Defining variables

There are three different ways to define variables:

x <- 1
y = 2
assign("z", 3)

Testing data types

x <- 1
is.xxxxxx(x) #Tests if value is of a specific type
is(x) #The first value returned is the data type

Converting data types

x <- as.xxxxxxxx(value)
Valid types include integer, numeric, character, logical and factor

Logical operators

x == y #Is equal to
x != y #Is not equal to
x > y #Is greater than
x < y  #Is less than
x <! y #Is not less than
x >! y #Is not greater than
x == y | x == z #Or
x == y & x == z #And
x %in% vector/list

Converting to date

df$column <- as.Date(df$column, format = "%d/%m/%Y") #Use this if the column is a character
df$column <- as.Date(df$column, origin = as.Date("01/01/1970", format = "%d/%m/%Y")) #Use this if the column is a number

Date format codes can be found online


Installing & loading packages

install.packages("name of package") #You only need to call this once
library(nameofpackage) #Put this line in
#any script that uses the package

Creating & subsetting vectors

x <- c(10,20,30,40,50)
x[1:3] #Returns values at indices 1 to 3
x[c(1,2,4)] #Returns values at indices 1, 2, and 4

Creating & subsetting dataframes

df <- data.frame(numeric_col = c(1,2,3), character_col = c("My", "name", "is"), stringsAsFactors = TRUE/FALSE)
df$numeric_col #Returns just numeric_col
df[,1] #Returns all rows in the first column
df[1,] #Returns only the first row

Loading data

Load data via .csv or .xlsx

read.csv("path_to_file", stringsAsFactors = TRUE/FALSE, header = TRUE/FALSE) #Specify whether you want columns
#with strings as factors and
#if the file has headers
library(readxl) #read_excel requires the readxl package
read_excel("path_to_file", col_names = TRUE/FALSE, sheet = "sheetname"/sheet_index)

Filtering

dataframe[dataframe$column ==/!=/</>/%in% value,]
subset(dataframe, dataframe$column ==/!=/</>/%in% value)
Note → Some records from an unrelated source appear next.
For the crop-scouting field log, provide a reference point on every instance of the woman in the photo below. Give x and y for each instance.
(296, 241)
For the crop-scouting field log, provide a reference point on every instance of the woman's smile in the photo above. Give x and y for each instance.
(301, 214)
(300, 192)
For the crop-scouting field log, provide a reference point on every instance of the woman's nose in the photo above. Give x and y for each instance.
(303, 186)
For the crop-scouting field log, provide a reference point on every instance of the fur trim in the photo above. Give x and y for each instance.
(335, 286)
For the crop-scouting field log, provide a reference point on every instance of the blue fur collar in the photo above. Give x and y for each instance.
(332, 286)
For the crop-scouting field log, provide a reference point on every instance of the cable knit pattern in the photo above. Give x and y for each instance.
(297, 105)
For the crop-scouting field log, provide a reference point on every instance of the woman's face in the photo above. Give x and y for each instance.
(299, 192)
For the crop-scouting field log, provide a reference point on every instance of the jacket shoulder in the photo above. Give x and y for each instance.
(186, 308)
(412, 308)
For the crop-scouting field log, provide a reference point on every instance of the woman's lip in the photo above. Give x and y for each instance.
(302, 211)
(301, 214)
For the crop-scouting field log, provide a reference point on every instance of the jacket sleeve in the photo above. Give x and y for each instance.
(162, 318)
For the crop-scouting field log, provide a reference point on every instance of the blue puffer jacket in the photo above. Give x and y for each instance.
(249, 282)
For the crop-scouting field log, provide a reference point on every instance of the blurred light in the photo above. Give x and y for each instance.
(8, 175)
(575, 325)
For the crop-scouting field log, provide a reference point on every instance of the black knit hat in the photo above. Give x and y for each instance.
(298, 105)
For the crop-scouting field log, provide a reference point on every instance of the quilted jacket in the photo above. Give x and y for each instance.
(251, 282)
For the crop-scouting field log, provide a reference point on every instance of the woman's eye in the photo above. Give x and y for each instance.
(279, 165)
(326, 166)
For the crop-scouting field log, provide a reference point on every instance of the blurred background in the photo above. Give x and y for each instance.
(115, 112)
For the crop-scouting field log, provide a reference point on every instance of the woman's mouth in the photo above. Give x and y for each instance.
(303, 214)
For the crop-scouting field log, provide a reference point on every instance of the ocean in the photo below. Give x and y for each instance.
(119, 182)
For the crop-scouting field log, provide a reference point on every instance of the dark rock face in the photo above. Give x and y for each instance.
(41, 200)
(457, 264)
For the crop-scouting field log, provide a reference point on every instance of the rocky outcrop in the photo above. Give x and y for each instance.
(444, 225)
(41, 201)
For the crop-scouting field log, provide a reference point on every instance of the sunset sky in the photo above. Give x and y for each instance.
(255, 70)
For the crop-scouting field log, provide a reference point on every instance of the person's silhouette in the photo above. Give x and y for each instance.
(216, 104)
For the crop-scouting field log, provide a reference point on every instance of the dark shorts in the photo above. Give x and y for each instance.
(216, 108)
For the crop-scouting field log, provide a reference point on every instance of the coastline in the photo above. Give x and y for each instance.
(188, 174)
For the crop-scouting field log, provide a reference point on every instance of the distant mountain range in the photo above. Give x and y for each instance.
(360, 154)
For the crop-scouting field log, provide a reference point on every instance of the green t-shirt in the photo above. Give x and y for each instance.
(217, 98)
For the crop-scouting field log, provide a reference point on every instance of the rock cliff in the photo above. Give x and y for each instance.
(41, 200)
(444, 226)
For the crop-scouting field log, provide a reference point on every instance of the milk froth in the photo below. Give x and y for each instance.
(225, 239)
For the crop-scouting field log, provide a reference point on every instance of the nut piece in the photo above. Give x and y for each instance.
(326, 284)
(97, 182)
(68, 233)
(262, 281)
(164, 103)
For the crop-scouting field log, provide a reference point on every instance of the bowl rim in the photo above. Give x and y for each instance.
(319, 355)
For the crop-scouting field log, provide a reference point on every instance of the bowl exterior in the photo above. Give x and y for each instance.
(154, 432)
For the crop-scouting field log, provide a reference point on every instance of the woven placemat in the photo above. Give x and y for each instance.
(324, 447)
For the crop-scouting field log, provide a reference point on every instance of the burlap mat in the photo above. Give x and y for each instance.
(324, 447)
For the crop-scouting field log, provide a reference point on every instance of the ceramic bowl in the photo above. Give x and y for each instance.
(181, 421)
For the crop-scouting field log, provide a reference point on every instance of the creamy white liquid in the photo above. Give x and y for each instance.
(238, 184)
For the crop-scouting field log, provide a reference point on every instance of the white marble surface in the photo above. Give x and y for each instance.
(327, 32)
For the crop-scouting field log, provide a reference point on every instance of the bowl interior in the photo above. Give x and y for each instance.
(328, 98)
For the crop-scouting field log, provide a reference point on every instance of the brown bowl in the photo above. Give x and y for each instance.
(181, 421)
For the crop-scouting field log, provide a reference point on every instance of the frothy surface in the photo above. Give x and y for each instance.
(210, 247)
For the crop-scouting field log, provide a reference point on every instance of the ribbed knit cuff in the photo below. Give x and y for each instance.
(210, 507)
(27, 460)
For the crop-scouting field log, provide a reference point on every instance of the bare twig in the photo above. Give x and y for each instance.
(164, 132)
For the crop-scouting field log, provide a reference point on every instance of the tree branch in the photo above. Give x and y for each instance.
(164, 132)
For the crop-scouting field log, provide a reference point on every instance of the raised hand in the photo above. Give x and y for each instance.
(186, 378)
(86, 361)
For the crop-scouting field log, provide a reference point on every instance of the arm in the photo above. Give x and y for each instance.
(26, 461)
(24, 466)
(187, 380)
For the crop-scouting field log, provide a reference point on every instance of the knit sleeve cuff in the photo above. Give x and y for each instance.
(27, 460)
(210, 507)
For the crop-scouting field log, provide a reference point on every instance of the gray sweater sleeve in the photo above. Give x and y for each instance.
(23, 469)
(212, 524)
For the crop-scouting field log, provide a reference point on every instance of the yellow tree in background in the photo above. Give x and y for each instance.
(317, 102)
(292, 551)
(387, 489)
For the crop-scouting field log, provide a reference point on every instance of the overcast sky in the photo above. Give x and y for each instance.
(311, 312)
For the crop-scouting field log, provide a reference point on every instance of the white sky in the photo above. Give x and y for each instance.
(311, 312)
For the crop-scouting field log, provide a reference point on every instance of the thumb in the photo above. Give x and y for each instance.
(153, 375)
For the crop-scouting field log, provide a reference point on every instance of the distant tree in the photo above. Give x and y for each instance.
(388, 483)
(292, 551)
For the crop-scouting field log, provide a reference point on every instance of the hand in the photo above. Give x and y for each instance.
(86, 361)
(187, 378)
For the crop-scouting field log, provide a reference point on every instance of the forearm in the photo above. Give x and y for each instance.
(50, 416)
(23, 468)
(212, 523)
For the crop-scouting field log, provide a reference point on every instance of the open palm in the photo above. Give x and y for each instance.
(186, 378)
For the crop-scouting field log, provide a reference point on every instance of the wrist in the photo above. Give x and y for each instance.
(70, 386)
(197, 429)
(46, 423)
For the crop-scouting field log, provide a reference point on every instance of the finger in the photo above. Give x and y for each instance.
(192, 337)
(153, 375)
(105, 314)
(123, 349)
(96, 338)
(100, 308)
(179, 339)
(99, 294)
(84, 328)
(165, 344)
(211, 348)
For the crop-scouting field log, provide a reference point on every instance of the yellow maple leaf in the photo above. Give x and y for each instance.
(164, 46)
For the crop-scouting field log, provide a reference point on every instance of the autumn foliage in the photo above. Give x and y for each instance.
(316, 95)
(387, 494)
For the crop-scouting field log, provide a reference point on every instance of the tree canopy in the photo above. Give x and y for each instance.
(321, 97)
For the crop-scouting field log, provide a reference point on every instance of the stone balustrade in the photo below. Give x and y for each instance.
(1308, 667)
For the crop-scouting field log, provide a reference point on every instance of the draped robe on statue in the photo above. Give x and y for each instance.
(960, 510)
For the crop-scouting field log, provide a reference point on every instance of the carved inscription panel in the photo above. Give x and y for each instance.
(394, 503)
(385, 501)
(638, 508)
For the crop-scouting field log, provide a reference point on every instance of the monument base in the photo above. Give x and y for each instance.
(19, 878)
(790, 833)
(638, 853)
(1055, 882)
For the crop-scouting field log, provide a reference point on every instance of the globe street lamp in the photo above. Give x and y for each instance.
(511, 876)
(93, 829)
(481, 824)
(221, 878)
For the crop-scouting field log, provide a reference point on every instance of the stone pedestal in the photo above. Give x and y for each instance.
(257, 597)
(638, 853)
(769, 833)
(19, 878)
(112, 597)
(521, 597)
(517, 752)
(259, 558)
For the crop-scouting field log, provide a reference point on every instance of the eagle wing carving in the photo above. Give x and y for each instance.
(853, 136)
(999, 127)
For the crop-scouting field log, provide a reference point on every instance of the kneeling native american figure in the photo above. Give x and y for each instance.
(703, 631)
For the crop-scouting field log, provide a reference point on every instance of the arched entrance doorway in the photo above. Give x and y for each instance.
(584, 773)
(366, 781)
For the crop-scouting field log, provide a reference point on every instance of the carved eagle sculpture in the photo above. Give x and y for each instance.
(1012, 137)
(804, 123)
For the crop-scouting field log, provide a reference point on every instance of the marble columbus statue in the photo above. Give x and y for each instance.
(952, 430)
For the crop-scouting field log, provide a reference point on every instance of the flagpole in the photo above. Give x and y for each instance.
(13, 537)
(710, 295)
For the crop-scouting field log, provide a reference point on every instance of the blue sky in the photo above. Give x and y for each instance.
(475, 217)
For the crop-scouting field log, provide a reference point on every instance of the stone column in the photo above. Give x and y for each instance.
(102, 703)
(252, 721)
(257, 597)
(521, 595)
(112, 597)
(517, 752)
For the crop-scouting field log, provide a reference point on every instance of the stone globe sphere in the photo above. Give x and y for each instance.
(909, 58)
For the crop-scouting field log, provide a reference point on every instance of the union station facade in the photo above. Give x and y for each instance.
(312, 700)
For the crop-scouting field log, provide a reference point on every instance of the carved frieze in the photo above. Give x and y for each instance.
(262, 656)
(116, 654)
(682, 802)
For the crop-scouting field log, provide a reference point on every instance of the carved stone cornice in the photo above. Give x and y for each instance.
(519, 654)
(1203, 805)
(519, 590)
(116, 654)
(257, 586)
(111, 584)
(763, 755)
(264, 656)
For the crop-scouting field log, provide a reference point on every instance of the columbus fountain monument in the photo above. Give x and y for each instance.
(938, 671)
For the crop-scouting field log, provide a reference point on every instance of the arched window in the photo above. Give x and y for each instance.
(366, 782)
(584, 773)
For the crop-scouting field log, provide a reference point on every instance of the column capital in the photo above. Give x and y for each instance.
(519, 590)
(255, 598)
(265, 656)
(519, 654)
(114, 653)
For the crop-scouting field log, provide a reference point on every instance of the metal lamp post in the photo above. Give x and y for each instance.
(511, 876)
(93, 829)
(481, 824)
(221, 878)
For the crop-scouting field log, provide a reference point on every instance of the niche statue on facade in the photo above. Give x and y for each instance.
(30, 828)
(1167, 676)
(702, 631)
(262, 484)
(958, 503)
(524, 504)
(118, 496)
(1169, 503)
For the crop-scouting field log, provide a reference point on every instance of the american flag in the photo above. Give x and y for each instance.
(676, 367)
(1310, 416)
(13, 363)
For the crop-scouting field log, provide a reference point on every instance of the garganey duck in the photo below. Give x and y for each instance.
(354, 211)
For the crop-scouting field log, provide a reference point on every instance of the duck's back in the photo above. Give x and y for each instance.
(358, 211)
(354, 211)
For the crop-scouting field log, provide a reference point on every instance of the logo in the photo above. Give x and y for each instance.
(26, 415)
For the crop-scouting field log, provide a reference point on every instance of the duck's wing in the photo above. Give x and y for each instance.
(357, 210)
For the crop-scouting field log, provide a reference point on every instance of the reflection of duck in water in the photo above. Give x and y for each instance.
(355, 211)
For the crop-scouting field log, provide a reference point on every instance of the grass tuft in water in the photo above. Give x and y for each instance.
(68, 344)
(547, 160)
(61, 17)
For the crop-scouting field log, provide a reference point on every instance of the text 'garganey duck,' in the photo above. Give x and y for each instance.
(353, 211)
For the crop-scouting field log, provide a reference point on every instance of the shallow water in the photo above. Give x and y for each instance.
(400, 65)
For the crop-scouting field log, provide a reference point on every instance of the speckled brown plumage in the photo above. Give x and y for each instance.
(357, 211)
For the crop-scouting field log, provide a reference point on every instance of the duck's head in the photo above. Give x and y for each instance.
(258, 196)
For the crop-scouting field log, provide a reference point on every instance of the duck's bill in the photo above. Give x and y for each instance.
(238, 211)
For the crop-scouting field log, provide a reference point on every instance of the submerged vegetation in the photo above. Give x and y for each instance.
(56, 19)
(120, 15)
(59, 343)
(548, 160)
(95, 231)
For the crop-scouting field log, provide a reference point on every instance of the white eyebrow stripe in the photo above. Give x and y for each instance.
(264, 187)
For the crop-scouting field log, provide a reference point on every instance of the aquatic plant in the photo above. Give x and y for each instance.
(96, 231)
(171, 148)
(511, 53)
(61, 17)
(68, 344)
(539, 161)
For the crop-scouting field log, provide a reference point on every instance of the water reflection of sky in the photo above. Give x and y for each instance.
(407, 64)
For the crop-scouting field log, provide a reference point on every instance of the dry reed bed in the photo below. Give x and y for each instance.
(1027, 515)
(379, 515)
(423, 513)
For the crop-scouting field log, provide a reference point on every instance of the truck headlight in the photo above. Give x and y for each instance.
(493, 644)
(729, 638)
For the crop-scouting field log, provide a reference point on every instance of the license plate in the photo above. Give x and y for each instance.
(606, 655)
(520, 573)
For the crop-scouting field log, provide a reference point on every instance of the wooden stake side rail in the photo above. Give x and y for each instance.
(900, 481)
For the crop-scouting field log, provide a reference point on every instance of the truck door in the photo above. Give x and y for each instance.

You can use any logical operator in your filter criteria Note: subset and the [] method may return the results in different data structures!


Plotting

Use plots to visualise data and its relationships

plot(x = df$column, y = df$column, main = "Title of plot", xlab = "X axis label", ylab = "Y axis label", pch = 1-25) #Creates a plot of x against y
hist(df$column) #Creates a histogram from df$column